Welche Straßenlaternen werden mit dieser neuen LED-Technik ausgestattet? Donnerstag und Freitag wurden und werden an der Dortmunder Straße 44 „Leuchtmittel“ ausgetauscht, an der Dresdener Straße in Deininghausen sind schon 13 neue im Einsatz, an der Bochumer Straße in Obercastrop fehlen noch zehn von 22 LED-Lampen. Macht 79 insgesamt. Langfristig und sukzessive, sagt Maria Allnoch, sollen die LEDs überall in der Straßenbeleuchtung eingesetzt werden. Wann das sein kann, sei schlecht abzusehen, weil die Technik sich immer fortentwickele.

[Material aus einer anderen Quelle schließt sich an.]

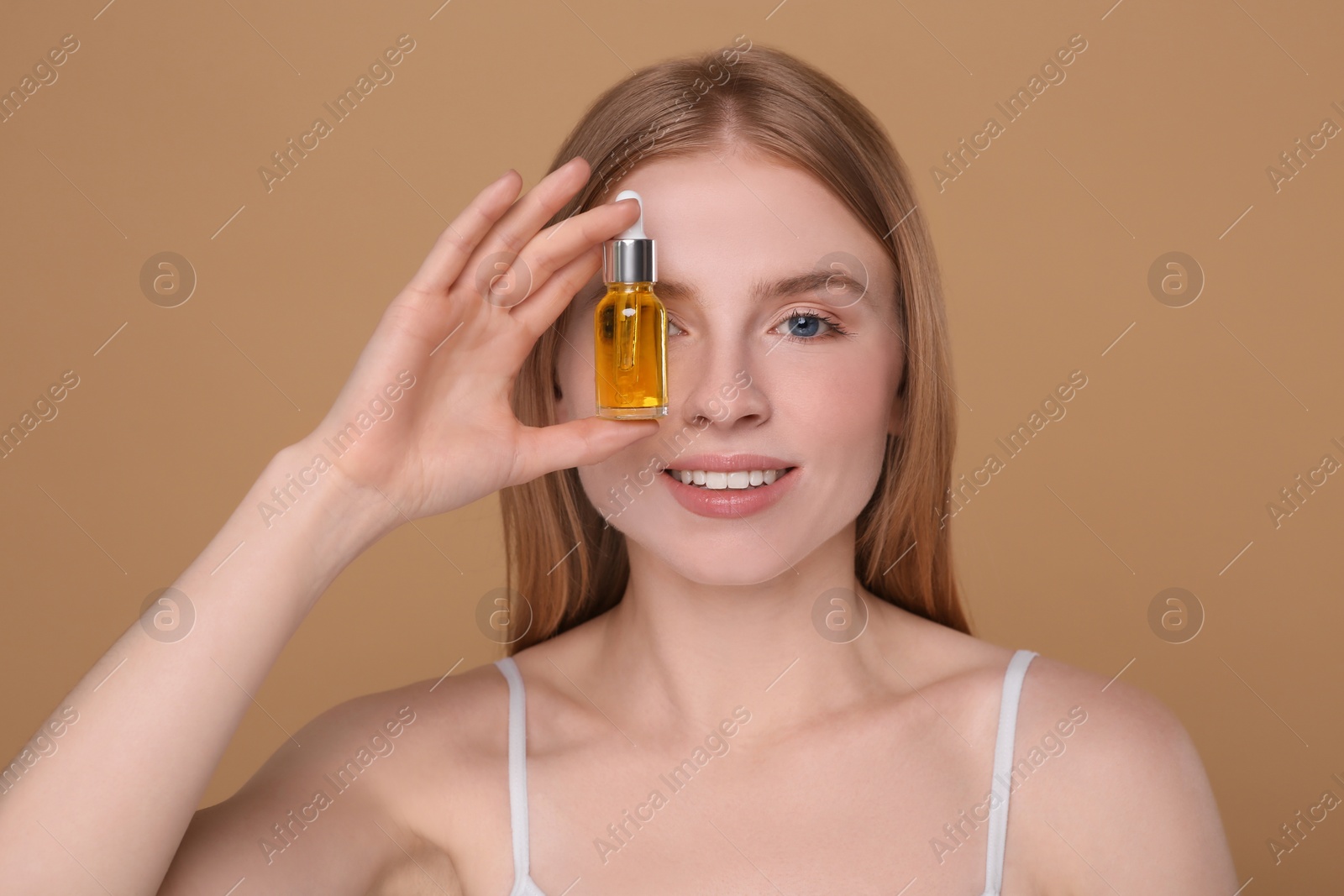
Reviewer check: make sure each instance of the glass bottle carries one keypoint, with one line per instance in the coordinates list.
(631, 328)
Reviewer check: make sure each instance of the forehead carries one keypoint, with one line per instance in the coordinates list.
(738, 219)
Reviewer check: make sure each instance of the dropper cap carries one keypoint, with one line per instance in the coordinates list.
(629, 258)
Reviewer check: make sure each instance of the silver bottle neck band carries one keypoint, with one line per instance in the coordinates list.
(629, 261)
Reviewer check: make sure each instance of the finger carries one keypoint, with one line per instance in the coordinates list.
(454, 244)
(557, 246)
(507, 238)
(575, 443)
(544, 305)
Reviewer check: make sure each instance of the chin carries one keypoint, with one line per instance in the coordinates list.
(718, 562)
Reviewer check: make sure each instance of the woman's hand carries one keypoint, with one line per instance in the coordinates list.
(452, 436)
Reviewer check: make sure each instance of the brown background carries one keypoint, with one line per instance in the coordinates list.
(1159, 476)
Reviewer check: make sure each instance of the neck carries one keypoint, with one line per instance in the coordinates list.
(689, 653)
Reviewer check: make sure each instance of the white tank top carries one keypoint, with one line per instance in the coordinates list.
(524, 886)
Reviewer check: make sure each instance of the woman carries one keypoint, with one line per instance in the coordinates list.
(759, 688)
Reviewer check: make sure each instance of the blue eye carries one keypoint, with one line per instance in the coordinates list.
(806, 325)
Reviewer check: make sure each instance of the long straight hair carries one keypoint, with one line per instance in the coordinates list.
(764, 100)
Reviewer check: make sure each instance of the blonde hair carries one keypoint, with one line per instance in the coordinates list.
(764, 100)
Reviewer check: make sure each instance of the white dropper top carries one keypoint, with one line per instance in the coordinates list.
(636, 230)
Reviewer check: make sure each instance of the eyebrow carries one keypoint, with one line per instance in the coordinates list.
(812, 281)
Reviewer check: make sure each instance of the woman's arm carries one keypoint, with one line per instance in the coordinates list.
(152, 719)
(423, 426)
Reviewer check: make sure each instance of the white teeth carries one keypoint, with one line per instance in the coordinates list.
(727, 479)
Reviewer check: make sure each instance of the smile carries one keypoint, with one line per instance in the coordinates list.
(716, 479)
(730, 493)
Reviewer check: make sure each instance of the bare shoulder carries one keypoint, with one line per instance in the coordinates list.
(356, 795)
(1108, 792)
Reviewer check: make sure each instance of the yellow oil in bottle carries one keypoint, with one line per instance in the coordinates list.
(631, 335)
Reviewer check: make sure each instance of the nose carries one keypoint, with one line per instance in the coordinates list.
(712, 385)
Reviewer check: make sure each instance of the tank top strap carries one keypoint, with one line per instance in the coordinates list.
(517, 772)
(1000, 783)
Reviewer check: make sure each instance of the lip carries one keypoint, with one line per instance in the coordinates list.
(730, 503)
(729, 463)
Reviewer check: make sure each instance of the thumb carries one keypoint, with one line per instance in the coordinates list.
(577, 443)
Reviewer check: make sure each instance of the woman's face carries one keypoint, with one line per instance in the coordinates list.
(803, 376)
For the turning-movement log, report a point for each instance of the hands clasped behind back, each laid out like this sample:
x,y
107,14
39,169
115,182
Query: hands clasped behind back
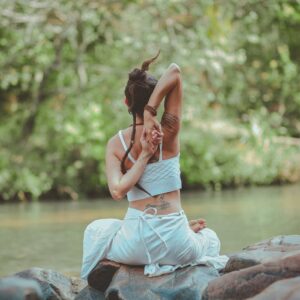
x,y
150,141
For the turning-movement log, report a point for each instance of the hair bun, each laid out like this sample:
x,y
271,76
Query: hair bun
x,y
137,75
140,74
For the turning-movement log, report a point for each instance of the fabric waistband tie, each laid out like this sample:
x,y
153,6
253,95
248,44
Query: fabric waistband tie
x,y
143,220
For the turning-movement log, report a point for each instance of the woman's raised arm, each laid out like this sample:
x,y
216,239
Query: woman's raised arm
x,y
169,86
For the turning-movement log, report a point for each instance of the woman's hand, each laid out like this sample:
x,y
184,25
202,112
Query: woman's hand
x,y
150,145
151,124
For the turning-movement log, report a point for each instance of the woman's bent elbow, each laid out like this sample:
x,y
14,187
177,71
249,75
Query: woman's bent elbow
x,y
116,195
174,67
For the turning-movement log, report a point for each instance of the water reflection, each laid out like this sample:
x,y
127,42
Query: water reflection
x,y
49,235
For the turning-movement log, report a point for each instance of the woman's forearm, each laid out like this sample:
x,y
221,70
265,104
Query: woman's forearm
x,y
164,85
130,178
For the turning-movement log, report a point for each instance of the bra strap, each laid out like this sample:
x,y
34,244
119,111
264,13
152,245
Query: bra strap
x,y
124,146
160,151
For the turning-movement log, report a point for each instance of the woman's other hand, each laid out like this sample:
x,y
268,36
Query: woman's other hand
x,y
150,124
150,145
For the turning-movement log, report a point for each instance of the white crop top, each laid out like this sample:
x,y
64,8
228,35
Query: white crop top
x,y
159,177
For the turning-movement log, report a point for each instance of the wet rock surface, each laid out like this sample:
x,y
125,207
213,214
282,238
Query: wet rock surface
x,y
250,281
186,283
14,288
275,248
287,289
266,270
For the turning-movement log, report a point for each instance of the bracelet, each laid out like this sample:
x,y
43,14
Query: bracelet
x,y
151,109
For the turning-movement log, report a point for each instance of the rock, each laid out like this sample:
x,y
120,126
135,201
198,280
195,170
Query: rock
x,y
274,248
251,281
187,283
287,289
53,284
89,293
14,288
101,276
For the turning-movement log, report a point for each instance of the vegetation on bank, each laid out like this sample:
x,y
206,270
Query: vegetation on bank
x,y
64,66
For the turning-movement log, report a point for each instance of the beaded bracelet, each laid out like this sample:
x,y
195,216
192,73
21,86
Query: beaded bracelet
x,y
151,109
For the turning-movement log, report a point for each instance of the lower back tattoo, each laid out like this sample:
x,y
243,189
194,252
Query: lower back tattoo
x,y
162,205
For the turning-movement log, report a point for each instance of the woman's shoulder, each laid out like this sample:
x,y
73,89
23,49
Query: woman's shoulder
x,y
115,140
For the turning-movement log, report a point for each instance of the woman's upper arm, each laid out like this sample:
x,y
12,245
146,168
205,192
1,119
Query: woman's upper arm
x,y
113,170
172,107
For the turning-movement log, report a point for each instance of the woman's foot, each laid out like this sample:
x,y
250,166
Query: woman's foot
x,y
197,225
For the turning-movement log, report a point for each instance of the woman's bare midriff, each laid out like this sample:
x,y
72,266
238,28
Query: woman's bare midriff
x,y
164,203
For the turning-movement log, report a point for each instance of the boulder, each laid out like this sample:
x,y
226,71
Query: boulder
x,y
287,289
53,284
88,293
187,283
275,248
249,282
14,288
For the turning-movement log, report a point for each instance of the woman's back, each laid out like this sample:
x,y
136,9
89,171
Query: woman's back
x,y
161,177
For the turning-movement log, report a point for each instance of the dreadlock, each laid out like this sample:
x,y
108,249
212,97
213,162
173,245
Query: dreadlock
x,y
138,90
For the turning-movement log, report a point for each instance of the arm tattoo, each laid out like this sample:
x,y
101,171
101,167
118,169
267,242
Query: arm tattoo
x,y
161,205
170,122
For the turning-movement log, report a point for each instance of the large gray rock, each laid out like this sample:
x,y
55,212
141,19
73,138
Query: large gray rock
x,y
287,289
89,293
54,285
275,248
187,283
251,281
14,288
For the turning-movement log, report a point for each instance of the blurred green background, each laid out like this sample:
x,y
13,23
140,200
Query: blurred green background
x,y
64,65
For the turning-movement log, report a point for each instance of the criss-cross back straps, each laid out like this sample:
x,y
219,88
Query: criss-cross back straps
x,y
125,147
129,155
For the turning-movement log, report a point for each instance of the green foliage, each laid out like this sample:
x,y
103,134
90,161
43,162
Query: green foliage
x,y
64,65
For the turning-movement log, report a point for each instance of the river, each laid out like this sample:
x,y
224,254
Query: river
x,y
49,234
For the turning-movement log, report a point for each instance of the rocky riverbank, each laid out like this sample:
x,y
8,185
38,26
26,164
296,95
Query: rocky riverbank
x,y
267,270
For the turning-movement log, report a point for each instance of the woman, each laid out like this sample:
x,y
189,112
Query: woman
x,y
142,162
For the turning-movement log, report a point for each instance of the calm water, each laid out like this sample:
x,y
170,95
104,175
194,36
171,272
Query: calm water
x,y
49,235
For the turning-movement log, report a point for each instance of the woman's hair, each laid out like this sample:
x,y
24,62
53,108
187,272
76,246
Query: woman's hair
x,y
138,90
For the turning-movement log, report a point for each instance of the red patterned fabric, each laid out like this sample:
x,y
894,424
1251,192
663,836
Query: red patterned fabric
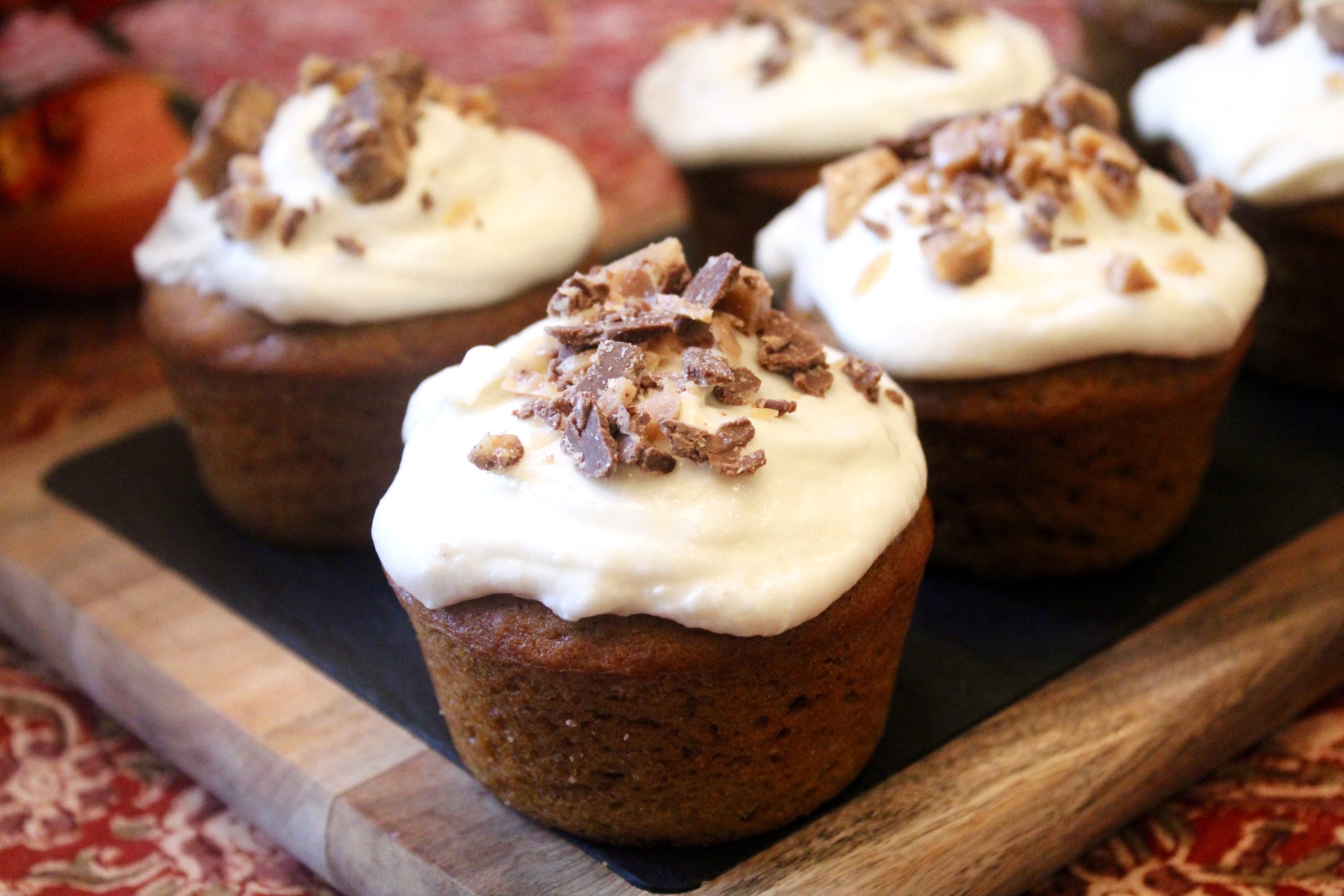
x,y
85,808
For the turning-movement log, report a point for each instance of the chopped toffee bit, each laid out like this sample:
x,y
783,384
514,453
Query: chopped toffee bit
x,y
740,392
1040,220
233,121
1209,201
496,453
865,375
1275,19
785,347
289,225
1127,273
779,406
956,147
850,182
1330,22
1072,102
706,367
245,210
713,281
366,139
350,246
959,256
588,440
815,381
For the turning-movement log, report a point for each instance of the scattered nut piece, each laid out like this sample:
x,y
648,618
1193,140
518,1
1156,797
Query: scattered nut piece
x,y
1209,201
850,182
496,452
1127,273
959,256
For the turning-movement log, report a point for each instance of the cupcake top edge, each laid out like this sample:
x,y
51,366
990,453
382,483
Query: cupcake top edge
x,y
662,444
1258,105
1015,241
377,191
804,81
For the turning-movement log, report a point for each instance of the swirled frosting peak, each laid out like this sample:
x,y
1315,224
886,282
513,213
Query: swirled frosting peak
x,y
810,80
1011,242
1260,107
375,193
663,444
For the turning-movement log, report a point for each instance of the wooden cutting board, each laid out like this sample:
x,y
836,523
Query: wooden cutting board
x,y
375,812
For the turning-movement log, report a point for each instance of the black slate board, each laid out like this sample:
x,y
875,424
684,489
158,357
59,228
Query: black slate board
x,y
973,650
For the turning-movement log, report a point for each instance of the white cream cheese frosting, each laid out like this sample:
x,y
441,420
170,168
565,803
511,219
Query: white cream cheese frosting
x,y
507,210
753,555
1265,120
1033,309
704,101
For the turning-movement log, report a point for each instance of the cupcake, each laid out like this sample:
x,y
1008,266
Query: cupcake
x,y
750,108
1067,320
326,253
660,551
1263,109
1124,38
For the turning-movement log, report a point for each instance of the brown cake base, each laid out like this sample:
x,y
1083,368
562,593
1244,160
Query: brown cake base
x,y
731,203
636,730
1076,469
1126,38
296,430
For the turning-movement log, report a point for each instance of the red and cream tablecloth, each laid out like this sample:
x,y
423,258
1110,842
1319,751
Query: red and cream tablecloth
x,y
85,808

Straßenleuchten stehen turnusmäßig alle vier Jahre zur Überprüfung an.

Eine Million Euro im Jahr

Wer ist dafür zuständig? Für die Beleuchtung sorgt Westnetz, eine Unternehmenstochter von Innogy, als Partner der Stadt. Für die Energiekosten muss in diesem Fall der Stadtbetrieb EUV in die Tasche greifen. Alles in Allem ist im Jahr eine Million Euro fürs richtige Licht aufzuwenden. Vor gut fünf Jahren gab es das unter großer Bürgerbeteiligung realisierte neue Lichtkonzept für unsere Stadt, das helfen sollte, zehn Prozent einzusparen. Unterm Strich hat sich nichts an den Gesamtkosten getan. Wegen gestiegener Personal- und Energiekosten, sagt Michael Werner. Und fügt hinzu: „Wir sind permanent bemüht, die Energiekosten zu reduzieren.“

Warum ist es an manchen Straßen bei Dunkelheit zappenduster? Die Frage in diesem Zusammenhang kurz und knapp zu beantworten, sei nicht möglich sagt Michael Werner. Unsere Zeitung nimmt sein Gesprächsangebot zu einem späteren Zeitpunkt gerne an. Nur zwei Stellen von etlichen dunklen im Stadtgebiet: Die Kreuzung Suderwicher Straße/B 235 und der Hellweg auf Schwerin, wenn kurz nach dem Abbiegen in die gigantisch enge Linkskurve Straßenlicht eine Erfindung aus einer anderen Welt zu sein scheint.

Licht ist konzentrierter

Hat das neue LED-Licht auch noch andere Vorteile? Ja, sagt Ludger Brauckhoff, Experte bei der Firma Breilmann, die den Dienstleistungspart für Westnetz bei der Beleuchtung in unserer Stadt übernimmt. Das Licht sei konzentrierter, der Abstrahlwinkel größer. So ein neues LED-Leuchtmittel hat 2500 Lumen. In Privathaushalten werden laut Michael Werner Lampen mit 250 Lumen eingesetzt, im Höchstfall 600. Manche Leute meinten, das LED-Licht sei dunkler, das habe wohl etwas mit Psychologie zu tun.